In der Serie "Letzter Ausweg Wilder Westen" schickt RTL verhaltensauffällige Jugendliche in die USA. Der Aufenthalt in der Wildnis soll Schläger, Komasäufer und Gangmitglieder auf ein neues und besseres Leben vorbereiten.

Von Klaus Deuse |
    Was Hessens Ministerpräsident Roland Koch schon immer vorhatte, nämlich auffällige Jugendliche in ein Erziehungscamp zu verfrachten, das führt ihm jetzt in bewegten Bildern RTL vor. "Teenager außer Kontrolle" nennt sich das Format, das der Sender als Dokumentation verkauft – um mit sechs schier unbezähmbaren Jugendlichen Quote zu machen. Eine Therapie, die sich im richtigen Leben jedoch nur die wenigsten von betroffen zuschauenden Familien leisten können. Führt er doch in die USA. Schon der Untertitel spricht Bände: "Letzter Ausweg Wilder Westen". Und dorthin nimmt der Sender – wie der Vorspann belegt - offenbar nur ganz ausgeflippte Früchtchen mit.

    "Jennifer, die schon als Kind von zu Hause ausgerissen ist und mit ihrer Gang die Straßen unsicher macht; Kevin, der selbsternannte Komasäufer, der ständig seine Eltern verprügelt, und Linda, die Schlägerbraut, die schon einmal einen Mitschüler mit Benzin übergossen hat."

    Bei welcher Art von Casting mag RTL nur auf diese Exemplare gestoßen sein. Aber: Zu dieser ohnehin explosiv präsentierten Truppe garniere man vor der Kamera noch ein paar leidvoll geprüfte Eltern....

    "Ich wünschte, es wäre nicht so, aber ich muss die Türen hier abschließen, weil ich Angst hab, dass sie für Drogen irgendwas versetzen könnte..."

    Und schon ist sie fertig: die quotenträchtige Mixtur aus Betroffenheit und Tränen unter dem Deckmäntelchen der Lebensberatung. Diebstahl mit Waffengewalt, Drogenhandel und Widerstand gegen die Staatsgewalt – die Teilnehmer haben in ihren jungen Jahren schon allerhand auf dem Kerbholz. Aber RTL verspricht Heilung:

    "Hier in der rauen Wildnis des mittleren Westens Amerikas sollen sich die Jugendlichen ohne die Verlockungen der Zivilisation auf das Wesentliche konzentrieren – hier sollen sie den Grundstein für ein neues Leben ohne Gewalt und Drogen legen."

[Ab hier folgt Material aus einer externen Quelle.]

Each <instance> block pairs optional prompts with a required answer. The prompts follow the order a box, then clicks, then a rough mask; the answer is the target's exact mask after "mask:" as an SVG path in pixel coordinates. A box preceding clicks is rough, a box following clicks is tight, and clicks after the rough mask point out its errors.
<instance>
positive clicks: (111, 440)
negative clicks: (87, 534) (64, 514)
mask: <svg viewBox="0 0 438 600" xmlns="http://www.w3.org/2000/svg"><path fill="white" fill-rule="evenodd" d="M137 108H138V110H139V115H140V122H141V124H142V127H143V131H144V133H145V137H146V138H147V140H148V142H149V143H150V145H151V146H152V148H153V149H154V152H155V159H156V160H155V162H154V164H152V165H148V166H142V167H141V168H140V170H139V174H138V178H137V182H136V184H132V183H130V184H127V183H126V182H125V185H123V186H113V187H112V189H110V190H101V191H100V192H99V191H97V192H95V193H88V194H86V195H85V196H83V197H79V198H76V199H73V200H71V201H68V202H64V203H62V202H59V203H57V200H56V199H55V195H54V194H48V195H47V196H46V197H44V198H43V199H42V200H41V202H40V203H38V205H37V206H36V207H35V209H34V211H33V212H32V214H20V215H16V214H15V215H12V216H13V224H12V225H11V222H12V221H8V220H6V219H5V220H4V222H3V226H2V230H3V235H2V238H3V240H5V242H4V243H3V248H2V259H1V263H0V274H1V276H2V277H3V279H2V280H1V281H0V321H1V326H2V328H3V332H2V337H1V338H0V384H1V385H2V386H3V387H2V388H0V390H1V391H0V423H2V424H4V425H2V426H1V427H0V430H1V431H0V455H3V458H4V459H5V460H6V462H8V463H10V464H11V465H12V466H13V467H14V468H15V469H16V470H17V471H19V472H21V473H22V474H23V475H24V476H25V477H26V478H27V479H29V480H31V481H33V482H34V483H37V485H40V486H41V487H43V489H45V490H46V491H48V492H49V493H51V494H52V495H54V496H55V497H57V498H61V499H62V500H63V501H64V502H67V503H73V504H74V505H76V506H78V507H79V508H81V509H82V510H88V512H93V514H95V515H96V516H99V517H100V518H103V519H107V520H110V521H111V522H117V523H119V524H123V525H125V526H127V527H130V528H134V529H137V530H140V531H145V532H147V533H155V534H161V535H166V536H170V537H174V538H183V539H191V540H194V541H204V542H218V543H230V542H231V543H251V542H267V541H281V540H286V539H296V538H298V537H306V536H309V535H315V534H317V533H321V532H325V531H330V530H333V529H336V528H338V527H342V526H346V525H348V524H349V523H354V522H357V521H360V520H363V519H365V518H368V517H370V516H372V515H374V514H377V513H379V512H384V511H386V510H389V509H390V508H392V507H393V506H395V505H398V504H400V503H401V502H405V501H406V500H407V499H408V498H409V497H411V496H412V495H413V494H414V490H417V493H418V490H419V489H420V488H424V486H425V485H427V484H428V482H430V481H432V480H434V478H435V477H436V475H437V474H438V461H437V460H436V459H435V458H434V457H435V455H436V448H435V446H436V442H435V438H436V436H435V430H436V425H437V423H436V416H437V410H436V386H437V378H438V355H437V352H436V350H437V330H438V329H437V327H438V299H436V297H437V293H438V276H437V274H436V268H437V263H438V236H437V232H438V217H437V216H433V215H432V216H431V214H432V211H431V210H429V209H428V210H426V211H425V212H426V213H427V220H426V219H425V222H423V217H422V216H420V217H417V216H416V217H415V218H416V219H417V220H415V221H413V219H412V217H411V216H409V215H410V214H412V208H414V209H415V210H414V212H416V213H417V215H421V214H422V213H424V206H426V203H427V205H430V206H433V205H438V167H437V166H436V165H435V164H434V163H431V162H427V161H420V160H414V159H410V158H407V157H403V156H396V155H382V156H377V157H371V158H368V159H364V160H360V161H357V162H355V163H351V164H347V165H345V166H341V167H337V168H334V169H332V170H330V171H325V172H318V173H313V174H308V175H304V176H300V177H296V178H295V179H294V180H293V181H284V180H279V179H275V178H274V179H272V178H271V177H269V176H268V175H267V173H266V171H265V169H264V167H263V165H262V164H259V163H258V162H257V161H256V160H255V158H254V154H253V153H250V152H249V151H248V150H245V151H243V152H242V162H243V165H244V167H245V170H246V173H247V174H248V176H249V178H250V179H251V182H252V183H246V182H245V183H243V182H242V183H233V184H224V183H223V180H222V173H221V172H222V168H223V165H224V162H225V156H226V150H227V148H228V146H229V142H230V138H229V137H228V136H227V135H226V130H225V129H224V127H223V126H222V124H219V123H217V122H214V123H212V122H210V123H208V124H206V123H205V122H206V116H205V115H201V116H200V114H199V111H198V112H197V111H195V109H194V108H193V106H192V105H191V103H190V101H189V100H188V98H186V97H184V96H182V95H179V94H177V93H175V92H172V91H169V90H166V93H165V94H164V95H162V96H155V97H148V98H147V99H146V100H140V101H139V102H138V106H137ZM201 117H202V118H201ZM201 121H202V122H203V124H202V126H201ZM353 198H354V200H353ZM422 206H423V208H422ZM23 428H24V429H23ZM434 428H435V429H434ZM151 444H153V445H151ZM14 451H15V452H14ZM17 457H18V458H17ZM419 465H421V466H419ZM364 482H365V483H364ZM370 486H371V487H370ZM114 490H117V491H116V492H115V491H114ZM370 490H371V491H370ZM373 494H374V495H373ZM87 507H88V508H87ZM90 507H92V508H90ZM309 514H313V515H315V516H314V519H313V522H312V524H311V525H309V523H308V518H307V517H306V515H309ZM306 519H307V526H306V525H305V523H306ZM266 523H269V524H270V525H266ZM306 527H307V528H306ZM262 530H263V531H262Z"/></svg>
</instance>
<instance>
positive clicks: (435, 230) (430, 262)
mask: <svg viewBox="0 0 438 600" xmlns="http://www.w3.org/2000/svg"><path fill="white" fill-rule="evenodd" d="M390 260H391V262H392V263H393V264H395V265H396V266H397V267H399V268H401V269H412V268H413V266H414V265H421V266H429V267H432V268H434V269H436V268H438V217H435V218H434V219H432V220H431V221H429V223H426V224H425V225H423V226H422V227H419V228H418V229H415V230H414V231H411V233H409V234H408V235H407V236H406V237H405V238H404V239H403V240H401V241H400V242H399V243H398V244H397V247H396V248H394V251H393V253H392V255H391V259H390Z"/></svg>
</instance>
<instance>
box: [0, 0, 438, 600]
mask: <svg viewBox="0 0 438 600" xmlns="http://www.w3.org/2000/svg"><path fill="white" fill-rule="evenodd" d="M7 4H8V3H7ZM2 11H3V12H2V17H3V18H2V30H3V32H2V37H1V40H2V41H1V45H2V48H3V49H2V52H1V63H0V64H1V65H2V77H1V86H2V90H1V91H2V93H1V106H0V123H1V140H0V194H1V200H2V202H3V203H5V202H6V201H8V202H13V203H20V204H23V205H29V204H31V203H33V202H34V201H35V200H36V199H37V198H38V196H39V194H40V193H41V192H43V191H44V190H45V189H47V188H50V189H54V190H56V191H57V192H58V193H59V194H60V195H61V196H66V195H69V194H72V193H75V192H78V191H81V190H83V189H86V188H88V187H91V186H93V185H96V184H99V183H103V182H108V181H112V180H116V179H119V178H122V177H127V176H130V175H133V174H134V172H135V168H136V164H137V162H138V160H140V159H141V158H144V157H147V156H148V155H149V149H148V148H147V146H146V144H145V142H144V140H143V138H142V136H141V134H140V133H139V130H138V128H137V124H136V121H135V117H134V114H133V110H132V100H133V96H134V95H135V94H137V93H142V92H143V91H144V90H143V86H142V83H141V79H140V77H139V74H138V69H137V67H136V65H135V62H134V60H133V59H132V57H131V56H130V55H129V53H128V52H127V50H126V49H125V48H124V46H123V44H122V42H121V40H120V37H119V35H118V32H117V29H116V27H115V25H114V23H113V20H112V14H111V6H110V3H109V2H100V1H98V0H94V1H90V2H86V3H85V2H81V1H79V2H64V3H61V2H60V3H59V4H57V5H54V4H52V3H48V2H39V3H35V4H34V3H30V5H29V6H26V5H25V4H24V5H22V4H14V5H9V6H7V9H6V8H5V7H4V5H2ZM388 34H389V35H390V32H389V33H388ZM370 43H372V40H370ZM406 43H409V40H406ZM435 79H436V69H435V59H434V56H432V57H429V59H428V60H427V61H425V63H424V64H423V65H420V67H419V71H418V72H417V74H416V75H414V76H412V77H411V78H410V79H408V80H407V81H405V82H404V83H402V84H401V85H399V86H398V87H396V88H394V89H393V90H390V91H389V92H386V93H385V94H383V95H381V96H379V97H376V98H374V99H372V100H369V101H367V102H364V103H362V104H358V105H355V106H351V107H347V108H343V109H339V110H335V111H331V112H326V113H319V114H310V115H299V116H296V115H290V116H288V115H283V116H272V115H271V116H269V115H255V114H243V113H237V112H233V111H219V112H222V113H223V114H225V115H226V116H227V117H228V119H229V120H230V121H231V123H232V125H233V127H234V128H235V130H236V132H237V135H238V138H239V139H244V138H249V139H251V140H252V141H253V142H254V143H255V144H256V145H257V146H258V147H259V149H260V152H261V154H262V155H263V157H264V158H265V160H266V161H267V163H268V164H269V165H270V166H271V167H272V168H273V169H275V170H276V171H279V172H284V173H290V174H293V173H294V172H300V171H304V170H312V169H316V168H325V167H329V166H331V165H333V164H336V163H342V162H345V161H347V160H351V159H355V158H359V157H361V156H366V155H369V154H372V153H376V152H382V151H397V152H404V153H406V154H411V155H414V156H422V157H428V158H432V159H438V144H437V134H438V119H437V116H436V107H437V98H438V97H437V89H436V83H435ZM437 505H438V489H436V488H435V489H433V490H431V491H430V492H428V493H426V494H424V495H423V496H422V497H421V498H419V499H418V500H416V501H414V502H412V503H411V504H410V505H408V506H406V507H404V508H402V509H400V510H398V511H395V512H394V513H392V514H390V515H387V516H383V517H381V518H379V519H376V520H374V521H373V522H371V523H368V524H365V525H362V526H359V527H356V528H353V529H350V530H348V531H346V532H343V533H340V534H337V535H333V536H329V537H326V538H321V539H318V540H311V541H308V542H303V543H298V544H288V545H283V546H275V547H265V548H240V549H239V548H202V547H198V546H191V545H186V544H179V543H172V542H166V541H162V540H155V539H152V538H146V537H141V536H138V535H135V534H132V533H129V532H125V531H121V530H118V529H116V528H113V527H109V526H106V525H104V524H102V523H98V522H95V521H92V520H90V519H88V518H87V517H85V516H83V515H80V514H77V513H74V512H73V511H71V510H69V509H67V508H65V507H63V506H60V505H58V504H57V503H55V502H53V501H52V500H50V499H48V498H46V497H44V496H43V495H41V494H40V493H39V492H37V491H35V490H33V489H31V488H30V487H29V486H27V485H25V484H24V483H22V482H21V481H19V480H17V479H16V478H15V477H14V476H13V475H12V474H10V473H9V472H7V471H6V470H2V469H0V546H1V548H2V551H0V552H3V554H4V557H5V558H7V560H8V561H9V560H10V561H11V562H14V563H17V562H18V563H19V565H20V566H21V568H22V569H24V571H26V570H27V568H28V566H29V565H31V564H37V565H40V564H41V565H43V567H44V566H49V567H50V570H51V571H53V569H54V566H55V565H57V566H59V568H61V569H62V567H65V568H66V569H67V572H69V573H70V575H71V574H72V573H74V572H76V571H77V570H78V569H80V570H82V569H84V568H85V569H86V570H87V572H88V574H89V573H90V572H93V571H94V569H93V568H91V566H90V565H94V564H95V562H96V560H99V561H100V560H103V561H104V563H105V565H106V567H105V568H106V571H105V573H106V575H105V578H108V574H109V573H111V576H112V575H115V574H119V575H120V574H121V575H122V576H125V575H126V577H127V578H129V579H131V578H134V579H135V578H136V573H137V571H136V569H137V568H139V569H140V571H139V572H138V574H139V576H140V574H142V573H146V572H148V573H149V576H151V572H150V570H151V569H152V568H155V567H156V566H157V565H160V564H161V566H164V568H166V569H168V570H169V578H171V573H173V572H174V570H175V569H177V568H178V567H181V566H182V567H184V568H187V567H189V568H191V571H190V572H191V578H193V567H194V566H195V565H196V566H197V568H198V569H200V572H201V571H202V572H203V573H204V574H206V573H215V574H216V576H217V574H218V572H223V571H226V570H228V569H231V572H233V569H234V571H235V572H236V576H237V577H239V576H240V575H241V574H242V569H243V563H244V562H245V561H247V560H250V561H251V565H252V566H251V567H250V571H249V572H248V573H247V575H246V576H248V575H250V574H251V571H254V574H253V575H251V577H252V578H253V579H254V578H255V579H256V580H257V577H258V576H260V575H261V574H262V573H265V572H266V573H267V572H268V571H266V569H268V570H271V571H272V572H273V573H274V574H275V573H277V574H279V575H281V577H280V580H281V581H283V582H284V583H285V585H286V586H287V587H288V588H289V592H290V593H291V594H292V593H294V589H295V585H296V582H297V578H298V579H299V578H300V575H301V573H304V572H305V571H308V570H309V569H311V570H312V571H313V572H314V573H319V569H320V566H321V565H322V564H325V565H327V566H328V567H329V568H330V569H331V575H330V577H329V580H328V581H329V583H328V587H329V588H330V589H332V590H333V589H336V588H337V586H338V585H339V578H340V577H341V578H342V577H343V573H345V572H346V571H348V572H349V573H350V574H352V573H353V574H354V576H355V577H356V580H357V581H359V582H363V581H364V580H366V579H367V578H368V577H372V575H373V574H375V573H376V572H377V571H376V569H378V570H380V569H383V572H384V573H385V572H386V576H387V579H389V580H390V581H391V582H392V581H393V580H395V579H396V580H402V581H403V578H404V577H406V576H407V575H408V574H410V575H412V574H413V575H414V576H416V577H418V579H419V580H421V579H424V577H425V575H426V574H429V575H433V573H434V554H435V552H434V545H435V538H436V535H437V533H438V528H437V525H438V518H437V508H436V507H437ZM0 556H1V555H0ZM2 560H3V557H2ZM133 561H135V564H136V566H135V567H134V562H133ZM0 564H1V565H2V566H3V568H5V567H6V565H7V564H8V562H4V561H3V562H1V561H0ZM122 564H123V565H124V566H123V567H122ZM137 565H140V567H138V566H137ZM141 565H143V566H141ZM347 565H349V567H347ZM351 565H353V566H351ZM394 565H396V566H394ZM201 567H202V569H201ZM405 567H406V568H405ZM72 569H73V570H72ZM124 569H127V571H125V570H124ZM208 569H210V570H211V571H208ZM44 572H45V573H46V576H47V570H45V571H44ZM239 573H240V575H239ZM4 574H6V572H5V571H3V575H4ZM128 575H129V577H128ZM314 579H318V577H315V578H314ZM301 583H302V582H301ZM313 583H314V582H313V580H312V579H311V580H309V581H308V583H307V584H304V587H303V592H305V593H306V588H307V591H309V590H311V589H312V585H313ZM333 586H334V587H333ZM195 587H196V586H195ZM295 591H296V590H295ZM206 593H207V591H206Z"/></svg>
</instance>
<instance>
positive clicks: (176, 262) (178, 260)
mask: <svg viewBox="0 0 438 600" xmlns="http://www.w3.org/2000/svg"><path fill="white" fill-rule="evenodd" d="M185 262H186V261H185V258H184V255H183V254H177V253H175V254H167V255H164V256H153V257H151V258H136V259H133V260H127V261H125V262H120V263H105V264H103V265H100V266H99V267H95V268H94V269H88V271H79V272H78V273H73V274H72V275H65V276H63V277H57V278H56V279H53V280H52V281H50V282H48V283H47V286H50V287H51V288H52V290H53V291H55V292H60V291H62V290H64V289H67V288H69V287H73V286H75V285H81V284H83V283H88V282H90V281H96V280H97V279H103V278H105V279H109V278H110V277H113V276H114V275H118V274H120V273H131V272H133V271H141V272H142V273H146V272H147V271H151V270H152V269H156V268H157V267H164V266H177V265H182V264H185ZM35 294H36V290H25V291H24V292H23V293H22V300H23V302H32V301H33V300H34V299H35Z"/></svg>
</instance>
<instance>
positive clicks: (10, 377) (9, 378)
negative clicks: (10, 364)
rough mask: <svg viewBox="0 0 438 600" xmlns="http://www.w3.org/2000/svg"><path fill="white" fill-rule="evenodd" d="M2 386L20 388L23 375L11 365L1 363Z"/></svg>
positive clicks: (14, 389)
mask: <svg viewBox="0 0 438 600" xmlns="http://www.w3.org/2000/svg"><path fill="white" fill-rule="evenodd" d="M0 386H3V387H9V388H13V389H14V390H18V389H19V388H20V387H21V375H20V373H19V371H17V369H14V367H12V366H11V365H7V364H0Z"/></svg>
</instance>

    Doch das wäre für eine televisionär inszenierte Besserung einfach zu langweilig. Und darum gibt es nachgestellte Einspielfilme, in denen sich die Jugendlichen mal so richtig von ihrer ganz bösen Seite zeigen dürfen – wie die 14-jährige Jennifer im Streit mit ihrer verzweifelten Mutter.

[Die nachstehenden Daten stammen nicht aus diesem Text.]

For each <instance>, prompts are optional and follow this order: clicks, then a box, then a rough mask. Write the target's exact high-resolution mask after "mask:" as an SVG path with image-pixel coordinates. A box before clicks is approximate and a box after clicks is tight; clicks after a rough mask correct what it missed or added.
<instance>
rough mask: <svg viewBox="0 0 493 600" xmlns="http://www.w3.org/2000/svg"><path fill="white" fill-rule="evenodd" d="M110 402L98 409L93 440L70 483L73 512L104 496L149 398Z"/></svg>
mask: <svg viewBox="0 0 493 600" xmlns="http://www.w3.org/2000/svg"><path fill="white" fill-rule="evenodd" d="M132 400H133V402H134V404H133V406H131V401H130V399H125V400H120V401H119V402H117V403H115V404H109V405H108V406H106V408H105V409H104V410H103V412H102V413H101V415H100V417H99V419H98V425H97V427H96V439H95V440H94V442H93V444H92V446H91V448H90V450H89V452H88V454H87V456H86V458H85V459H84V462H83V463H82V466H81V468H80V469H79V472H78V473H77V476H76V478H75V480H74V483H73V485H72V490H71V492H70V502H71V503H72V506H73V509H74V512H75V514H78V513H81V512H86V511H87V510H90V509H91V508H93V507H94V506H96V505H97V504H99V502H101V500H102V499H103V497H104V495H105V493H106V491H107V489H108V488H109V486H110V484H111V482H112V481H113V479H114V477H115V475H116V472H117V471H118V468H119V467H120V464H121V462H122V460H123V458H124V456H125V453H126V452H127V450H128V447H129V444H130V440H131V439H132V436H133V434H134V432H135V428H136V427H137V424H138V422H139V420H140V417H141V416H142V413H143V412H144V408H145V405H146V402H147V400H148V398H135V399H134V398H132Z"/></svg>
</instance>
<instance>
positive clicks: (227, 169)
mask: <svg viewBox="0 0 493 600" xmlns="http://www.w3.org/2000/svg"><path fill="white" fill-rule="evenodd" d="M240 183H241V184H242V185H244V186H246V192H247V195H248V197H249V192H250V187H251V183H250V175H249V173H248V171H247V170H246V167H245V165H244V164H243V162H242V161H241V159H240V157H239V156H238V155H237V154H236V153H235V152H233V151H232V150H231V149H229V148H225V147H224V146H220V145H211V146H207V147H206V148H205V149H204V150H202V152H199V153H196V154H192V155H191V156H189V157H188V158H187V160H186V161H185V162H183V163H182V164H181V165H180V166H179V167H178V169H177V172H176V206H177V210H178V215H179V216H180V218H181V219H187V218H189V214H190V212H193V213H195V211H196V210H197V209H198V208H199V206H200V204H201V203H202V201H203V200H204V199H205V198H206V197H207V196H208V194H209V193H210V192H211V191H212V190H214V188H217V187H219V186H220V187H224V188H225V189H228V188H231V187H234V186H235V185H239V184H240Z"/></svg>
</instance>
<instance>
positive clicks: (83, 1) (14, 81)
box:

    "Halt einfach die Fresse. Nää. Jennifer! Halt die Fresse! Mach die Tür auf. Verpiss Dich. Halt die Fresse, man!"

    Nachwuchs, der die Eltern vermöbelt, verspricht Quote. Und wenn die Jugendlichen vor der Kamera nicht ständig über die Stränge schlagen, muss halt der Sprecher aus dem Off für Dramatik sorgen. Wie bei der Ankunft auf dem Flughafen in den USA.

    ""Die Betreuer haben sich Verstärkung mitgebracht. Für den Fall, dass die Situation im Ankunftsbereich außer Kontrolle gerät."

    Was selbstverständlich passiert. Sonst würden der Komasäufer und die Schlägerbraut ihrem Ruf ja nicht gerecht – obwohl sie nur eine Zigarette rauchen wollen. Was dummerweise in den USA in öffentlichen Gebäuden verboten ist und nichts mit der Therapie zu tun hat. Und: die Früchtchen aus der deutschen Provinz schlichtweg nicht wissen.

    Aber: Action muss sein. Und deshalb bleiben die Jugendlichen auch nie allein. Immer ist die Kamera mit dabei – und das Mikrophon greift geradezu gierig auf, wenn jemand aus der Chaos-Truppe wie Linda in bester Vulgärmanier protestiert:

    "Man, ich hab doch nicht gewusst, dass das so ne abgefuckte Scheiße ist mit so Asi-Leuten, wär ich doch gar nicht mitgefahren."

    Und wenn der Eindruck suggeriert wird, dass diese Terror-Teenies in den abgelegensten Winkeln des Wilden Westen durch Sprechverbote und Isolierung zu sich selbst finden können, dann kugeln sich hierzulande nicht nur kompetente Therapeuten vor Lachen auf dem Teppich. Denn vor der Kamera müssen die Jugendlichen trotz des verhängten Schweigegebotes prompt ihren Senf zu allen möglichen Lebensbefindlichkeiten abgeben. Egal, Hauptsache sie bringen Quote. Was aus ihnen wird, danach fragt nach der auf sieben Folgen gestreckten sogenannten Dokumentation sowieso kein Aas.